The eternal quality of the love between the protagonists of each work allows for the couples to rely on their counterpart in a time of need. In Frida, because of their love, Diego is able to rely on Frida to house Trotsky in her father’s house. The intensity of the love between Diego and Frida was at an all time low, Frida was living alone at the time, and still, because of their eternal love, Frida was willing to make the personal sacrifice necessary to host Trotsky. The same can be seen in “The Maytrees” when Maytree brings Deary to Lou and asks for her help in taking care of Deary. Lou and Maytree had not seen each other for many years, the intensity of their love had dwindled in comparison to the early part of their marriage. Lou has every right to reject Maytree’s request, she doesn’t owe the man who left her anything, but she doesn’t reject it because she felt the underlying love the two shared. This unconditional love upholds the idea that love is eternal but waxes and wanes in intensity over the course of your life.
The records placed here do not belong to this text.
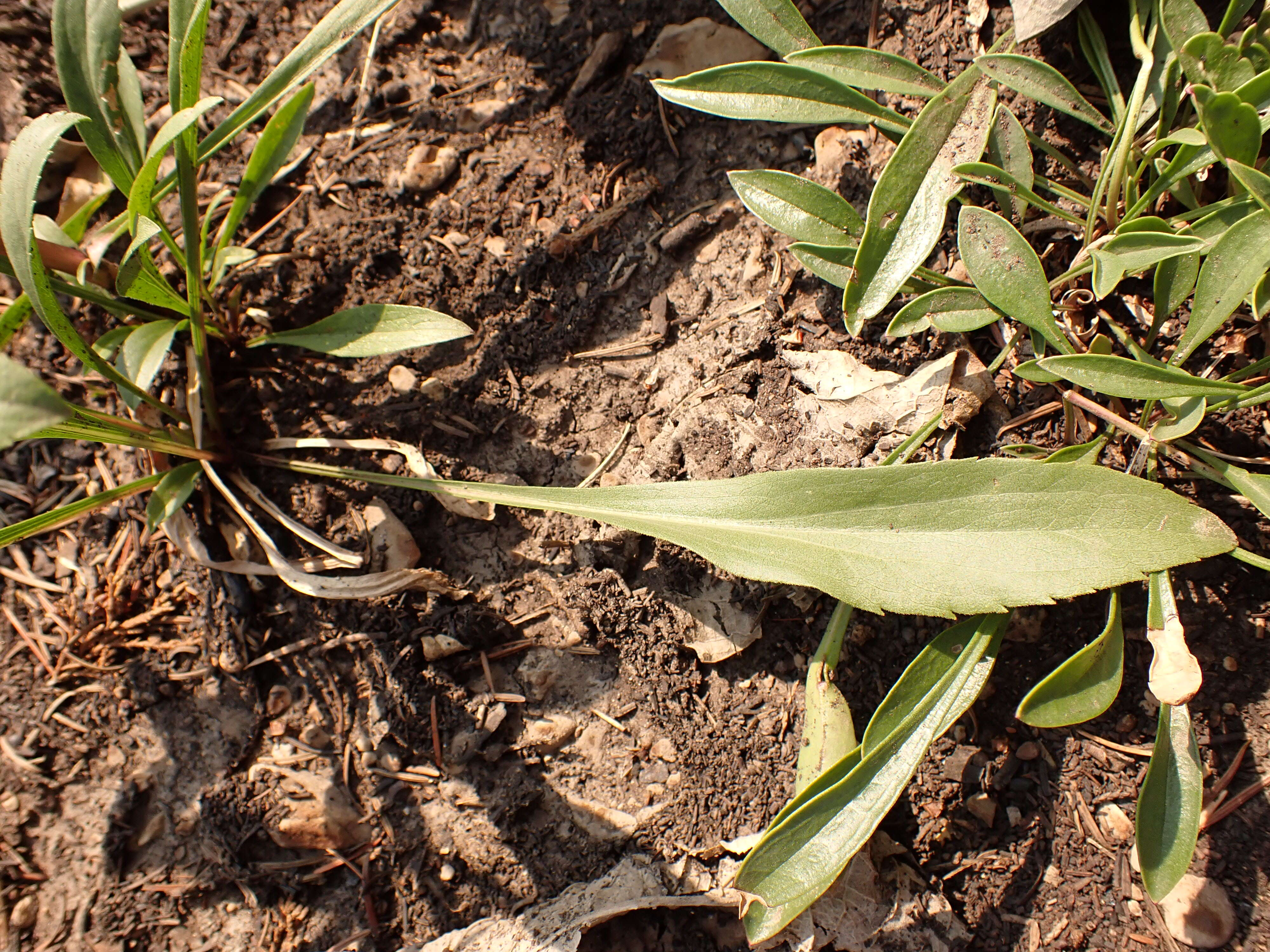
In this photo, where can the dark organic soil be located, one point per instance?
(147, 827)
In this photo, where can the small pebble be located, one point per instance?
(403, 380)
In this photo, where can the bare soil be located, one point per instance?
(145, 827)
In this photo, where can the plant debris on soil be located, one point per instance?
(195, 761)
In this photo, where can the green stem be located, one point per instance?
(189, 194)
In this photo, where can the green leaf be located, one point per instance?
(1210, 62)
(13, 318)
(270, 154)
(20, 180)
(1186, 416)
(1175, 280)
(86, 50)
(1008, 272)
(110, 343)
(1136, 380)
(371, 331)
(869, 69)
(1254, 488)
(910, 204)
(1254, 181)
(1135, 252)
(143, 355)
(1182, 20)
(952, 310)
(62, 516)
(797, 208)
(774, 23)
(775, 92)
(1032, 371)
(1008, 145)
(346, 21)
(140, 197)
(1079, 454)
(1041, 82)
(829, 733)
(139, 279)
(834, 263)
(961, 536)
(27, 404)
(171, 494)
(799, 859)
(1170, 803)
(1231, 271)
(1085, 685)
(1233, 128)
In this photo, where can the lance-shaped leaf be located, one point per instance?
(829, 733)
(1008, 145)
(1255, 181)
(140, 197)
(775, 92)
(143, 355)
(1253, 487)
(1211, 62)
(910, 204)
(1135, 252)
(1231, 271)
(1174, 282)
(1008, 272)
(171, 494)
(798, 208)
(1170, 804)
(871, 69)
(952, 310)
(802, 856)
(346, 21)
(1085, 685)
(1231, 126)
(774, 23)
(271, 152)
(64, 515)
(27, 404)
(20, 180)
(87, 50)
(961, 536)
(371, 331)
(1135, 380)
(1041, 82)
(1186, 416)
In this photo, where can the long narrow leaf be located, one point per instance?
(799, 859)
(774, 23)
(346, 21)
(1170, 803)
(371, 331)
(54, 519)
(18, 183)
(1233, 270)
(926, 539)
(271, 152)
(1008, 272)
(1041, 82)
(909, 206)
(798, 208)
(1135, 380)
(775, 92)
(1085, 685)
(869, 69)
(27, 404)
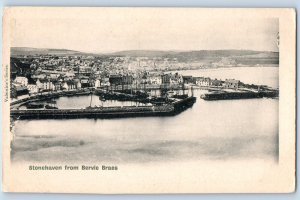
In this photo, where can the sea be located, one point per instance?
(226, 130)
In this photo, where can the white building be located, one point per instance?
(21, 80)
(97, 83)
(45, 84)
(155, 79)
(32, 88)
(201, 81)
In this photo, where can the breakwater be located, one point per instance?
(239, 95)
(169, 109)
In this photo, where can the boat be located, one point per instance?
(50, 107)
(34, 105)
(51, 102)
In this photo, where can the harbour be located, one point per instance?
(215, 129)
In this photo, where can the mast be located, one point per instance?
(91, 99)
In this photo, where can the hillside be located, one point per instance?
(245, 57)
(34, 51)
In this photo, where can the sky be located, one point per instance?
(103, 32)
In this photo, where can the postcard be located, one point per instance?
(130, 100)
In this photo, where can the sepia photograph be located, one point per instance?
(169, 100)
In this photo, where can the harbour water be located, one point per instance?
(215, 130)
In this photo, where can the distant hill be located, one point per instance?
(246, 57)
(33, 51)
(208, 56)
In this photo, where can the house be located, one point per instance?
(165, 78)
(21, 80)
(33, 88)
(97, 83)
(105, 82)
(84, 83)
(127, 79)
(176, 79)
(56, 85)
(232, 83)
(115, 79)
(216, 83)
(187, 79)
(44, 84)
(155, 79)
(202, 81)
(18, 90)
(69, 85)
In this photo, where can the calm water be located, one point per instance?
(216, 130)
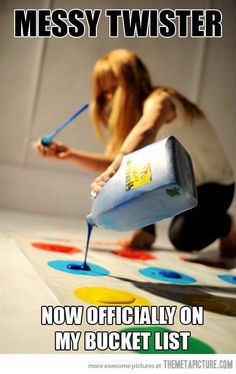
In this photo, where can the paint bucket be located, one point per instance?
(152, 183)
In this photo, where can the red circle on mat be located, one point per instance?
(56, 247)
(136, 255)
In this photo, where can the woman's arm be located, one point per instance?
(157, 110)
(90, 160)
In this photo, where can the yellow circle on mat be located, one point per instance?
(108, 296)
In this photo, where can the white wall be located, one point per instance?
(43, 81)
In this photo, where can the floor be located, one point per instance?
(35, 254)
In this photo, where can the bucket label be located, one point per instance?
(137, 174)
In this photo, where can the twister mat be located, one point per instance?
(134, 302)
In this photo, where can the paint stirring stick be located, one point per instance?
(47, 139)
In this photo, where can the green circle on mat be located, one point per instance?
(194, 345)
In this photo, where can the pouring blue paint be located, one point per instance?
(84, 266)
(153, 183)
(47, 139)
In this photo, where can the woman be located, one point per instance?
(129, 113)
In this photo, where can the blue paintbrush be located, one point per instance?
(47, 139)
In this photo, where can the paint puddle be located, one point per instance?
(134, 255)
(56, 239)
(108, 296)
(228, 278)
(167, 275)
(56, 247)
(158, 334)
(75, 268)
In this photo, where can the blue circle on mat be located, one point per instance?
(96, 271)
(166, 275)
(228, 278)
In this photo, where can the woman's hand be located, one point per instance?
(56, 150)
(103, 178)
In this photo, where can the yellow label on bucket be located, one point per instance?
(137, 174)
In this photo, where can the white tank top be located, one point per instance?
(210, 163)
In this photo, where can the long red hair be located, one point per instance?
(134, 86)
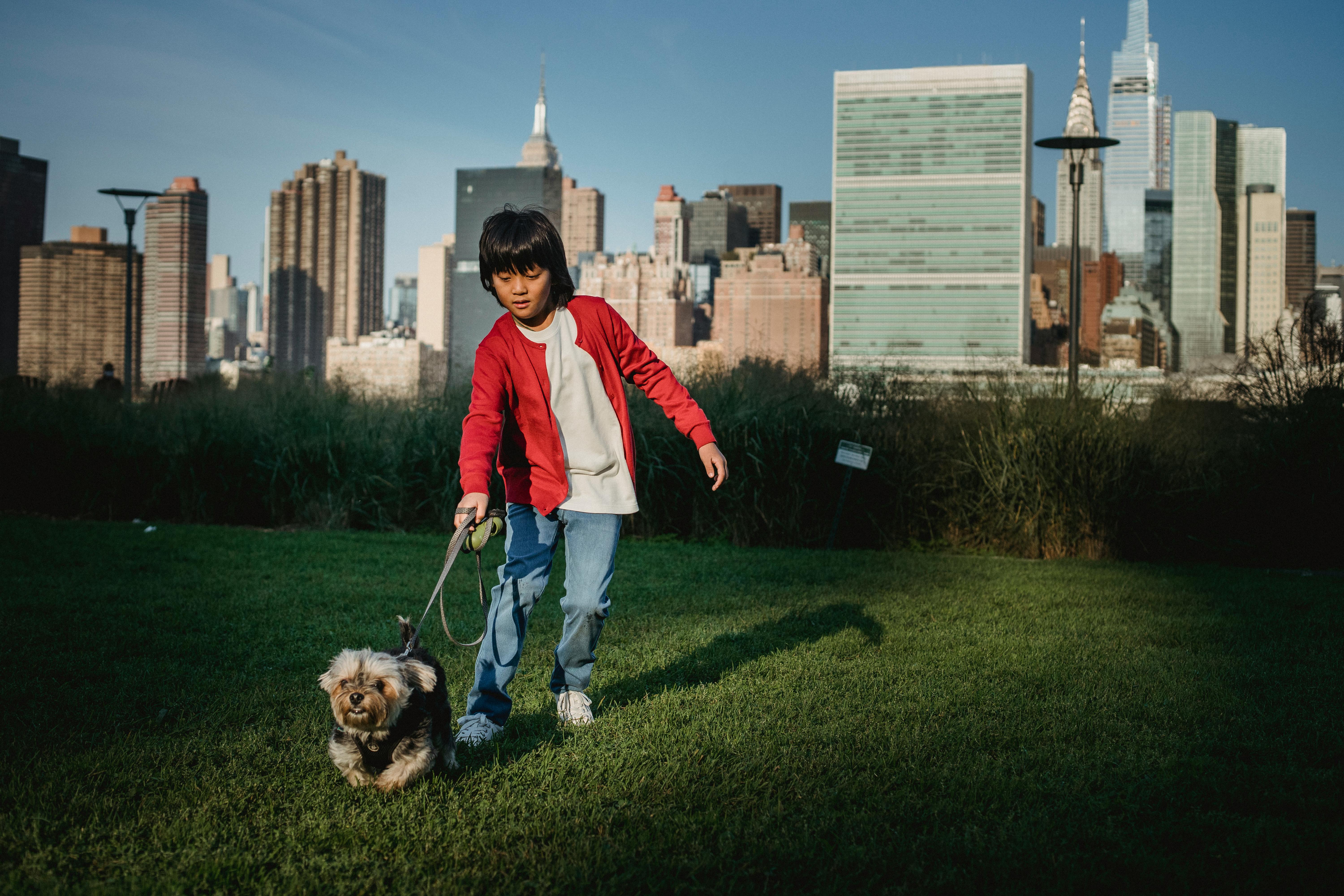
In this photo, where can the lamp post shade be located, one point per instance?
(1077, 143)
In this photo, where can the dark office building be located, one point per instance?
(1158, 248)
(24, 210)
(482, 191)
(718, 225)
(764, 205)
(1038, 222)
(816, 229)
(1300, 263)
(1225, 186)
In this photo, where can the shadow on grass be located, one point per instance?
(732, 649)
(706, 666)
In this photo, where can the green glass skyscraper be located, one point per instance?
(932, 191)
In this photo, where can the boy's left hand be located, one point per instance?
(716, 465)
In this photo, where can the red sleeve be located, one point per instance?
(655, 379)
(483, 424)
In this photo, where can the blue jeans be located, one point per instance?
(591, 542)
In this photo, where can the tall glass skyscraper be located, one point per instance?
(932, 191)
(1135, 117)
(1158, 248)
(1197, 242)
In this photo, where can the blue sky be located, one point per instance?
(240, 93)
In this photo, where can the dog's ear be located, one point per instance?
(409, 639)
(329, 682)
(343, 666)
(421, 675)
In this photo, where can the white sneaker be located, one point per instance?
(476, 730)
(575, 709)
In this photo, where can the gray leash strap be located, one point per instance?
(455, 547)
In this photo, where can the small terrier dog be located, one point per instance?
(393, 718)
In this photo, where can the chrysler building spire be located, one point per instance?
(1083, 119)
(540, 152)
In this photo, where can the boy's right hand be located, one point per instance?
(479, 500)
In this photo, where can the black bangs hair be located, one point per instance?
(518, 240)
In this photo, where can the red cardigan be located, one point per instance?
(513, 393)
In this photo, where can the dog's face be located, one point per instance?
(370, 690)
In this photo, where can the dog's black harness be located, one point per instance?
(377, 756)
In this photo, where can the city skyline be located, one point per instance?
(72, 101)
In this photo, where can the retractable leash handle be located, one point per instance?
(471, 538)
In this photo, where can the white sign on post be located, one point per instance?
(854, 454)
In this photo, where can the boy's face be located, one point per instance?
(526, 296)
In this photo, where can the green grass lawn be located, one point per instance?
(768, 721)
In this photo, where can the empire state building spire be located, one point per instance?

“The Maytrees” examines the love between Lou and Maytree and their relationship over time. While Maytree initially believes love to be eternal and absolute, he comes to term with the fact that love is not absolute. Lou understands that love wanes yet the love that she holds for Petie is absolute. In Frida, Diego and Frida recognize that the intensity of love waxes and wanes over time. These works use marriage, both between Frida and Diego and Maytree and Lou, as an example of the intensity of love and divorce, whether divorcing or remaining married, as an example of love fading. With Trotsky and with Deary the works cover unconditional love as it relates to eternal love, the ability to rely on somebody you once loved when there is nowhere else to turn. The culmination of these views of love in “The Maytrees” and Frida holds that love is eternal but not absolute, it waxes and wanes. The only absolute love is that between a mother and her child.